Is civil dialogue possible in the face of diametrically opposing views? Hilltoppers share the tools they use to engage in challenging conversations amid differing perspectives.

1. 多样化你的资源.

多样化你的资源 of information and whom you follow on social media. Think twice before following accounts that are designed to stoke outrage — ones that share attention-grabbing headlines or inflammatory video clips but offer little context.

2. 远离社交媒体.

Focus on making more time for face-to-face conversations.

3. 暂停60秒.

When you’re in a tense conversation, in person or online, take a deep breath before you respond. In conversations about especially charged topics, Different Together facilitators pause for 60 seconds of silence after each speaker to let others process what they’ve heard.

4. Spend time thinking about your values.

Particularly for long-term dialogues — such as with a friend or family member — spend some time thinking about your own values before you engage the other person.
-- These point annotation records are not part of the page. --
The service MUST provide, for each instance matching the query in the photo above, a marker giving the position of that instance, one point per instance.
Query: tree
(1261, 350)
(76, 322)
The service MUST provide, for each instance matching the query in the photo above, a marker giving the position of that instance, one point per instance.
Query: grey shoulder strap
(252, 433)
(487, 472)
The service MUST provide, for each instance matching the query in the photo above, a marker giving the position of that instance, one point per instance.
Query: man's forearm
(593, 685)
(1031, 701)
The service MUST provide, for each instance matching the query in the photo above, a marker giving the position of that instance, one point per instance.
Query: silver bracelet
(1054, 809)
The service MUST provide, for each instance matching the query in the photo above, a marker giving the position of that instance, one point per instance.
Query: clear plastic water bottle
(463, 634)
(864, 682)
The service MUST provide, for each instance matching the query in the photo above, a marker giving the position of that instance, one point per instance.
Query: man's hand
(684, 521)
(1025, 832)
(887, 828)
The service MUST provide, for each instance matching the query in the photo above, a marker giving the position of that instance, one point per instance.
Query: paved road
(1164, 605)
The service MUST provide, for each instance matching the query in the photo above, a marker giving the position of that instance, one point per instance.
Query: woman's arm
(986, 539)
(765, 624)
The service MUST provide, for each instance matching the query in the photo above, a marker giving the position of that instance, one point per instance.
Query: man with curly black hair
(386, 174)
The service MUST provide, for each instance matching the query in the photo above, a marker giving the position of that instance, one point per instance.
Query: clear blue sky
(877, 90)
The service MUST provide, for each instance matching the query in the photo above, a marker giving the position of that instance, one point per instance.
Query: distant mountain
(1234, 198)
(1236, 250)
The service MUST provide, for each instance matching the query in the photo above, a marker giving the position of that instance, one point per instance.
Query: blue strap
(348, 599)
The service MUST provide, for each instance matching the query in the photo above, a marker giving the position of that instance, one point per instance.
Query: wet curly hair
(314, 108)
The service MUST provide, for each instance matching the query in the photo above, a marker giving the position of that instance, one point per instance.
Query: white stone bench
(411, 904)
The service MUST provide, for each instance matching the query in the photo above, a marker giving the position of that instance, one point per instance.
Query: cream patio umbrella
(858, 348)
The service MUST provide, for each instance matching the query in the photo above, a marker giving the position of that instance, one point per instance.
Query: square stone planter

What life experiences have shaped your views? How did you come to hold the beliefs you hold today?

5. 先和陌生人交谈.

Practice having conversations with strangers before you try talking politics with Uncle Jake at Thanksgiving. Look for events hosted by groups similar to Different Together — try Braver Angels and the BetterArguments Project.

6. 练习积极倾听.

“You need to set aside your own biases when you’re listening to another perspective, and you need to actually absorb what  the person is saying in order to give a constructive response,” 艾玛·维克斯,23岁 说.

7. 检查你的假设.

Everyone makes snap judgments based on the hidden biases we hold. Ask yourself about the assumptions you’re making about the person you’re talking with or the group you’re learning about. 它们的依据是什么? Can you verify whether they’re accurate?

8. 你不需要交战.

Remember that you’re not required to engage with Uncle Jake — or anyone who is being disrespectful or insulting. “显示优雅,” 克里斯·柯林斯04 说. “But if you extend grace to somebody, 那个人不还钱, then they have just isolated themselves from a meaningful connection. 这是他们做出的选择.”

9. 对自己有同情心.

对自己有同情心 as well as the other person. “When you don’t judge yourself as harshly, you can be open to not judging others harshly,” 说 沃尔特·C. 漫长的14. “You can step into their shoes and try to experience things the way they do.”

 

罗宾·罗斯著
插图由Brian Stauffer绘制

 

弥合分歧: Hilltopper Stories

In an era of record political polarization, it’s hard to have a constructive conversation with a person who holds different views. St. 爱德华的 is breaking the impasse by building graduates’ ability to hold peaceful, respectful conversations with those who disagree.

In 弥合分歧, we spotlight five members of the university community who are helping Americans replace toxic conflict with constructive disagreement.